Of course, sure-fire rain doesn't guarantee that Ed will show up at the picnic. He had been looking forward to eighteen holes today. But his golfing buddy's wife caught an ad this morning about the "Red, White & Blue Sale" at Harry's Lawn & Garden, and immediately swore that her husband had seen his last hot meal until he gets himself over there and finally buys that lovely Comfo-Life lawn furniture that promised EASY ASSEMBLY WITHIN MINUTES. So today God planted thoughts in a wife's mind and allowed advertisers to stretch the truth about assembly-required by about - oh, say, five and a half hours-in addition to lining up nature in advance. And God is doing the same with people all over the country who need a little rain, or sunshine, to further his work in their lives.
Totally natural. Mind-bogglingly complicated.
As I have revisited that passage over the years, I'm reminded to depend upon God’s timing, not my own. If worry is thinking that God will get it wrong, trust is knowing that he is always right. Don't overlook evidence of God's timing in your life.
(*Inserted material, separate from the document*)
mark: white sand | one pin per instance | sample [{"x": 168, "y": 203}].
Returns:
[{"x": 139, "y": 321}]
He is as much at work in the without-a-hitch plans as he is in the interruptions. Divine disruptions are sometimes needed to correct the best of human planning. His timing is perfect, even in a pandemic.
In fact, you're reading this posting at just this moment for a specific reason. That’s no mistake; God knows you needed this reminder right about now.
Pray that...
We will trust God’s timing, even in difficulty. - Ecclesiastes 8:6 For there is a time and a way for everything, although man's trouble lies heavy on him.
We will remember that every moment of life rests in God’s care. - Psalm 31:15a My times are in your hand…
In this season, we will focus upon God’s ultimate purpose for creation: to unite all things in Christ. - Ephesians 1:7-10 In him we have redemption through his blood, the forgiveness of our trespasses, according to the riches of his grace, which he lavished upon us, in all wisdom and insight making known to us the mystery of his will, according to his purpose, which he set forth in Christ as a plan for the fullness of time, to unite all things in him, things in heaven and things on earth.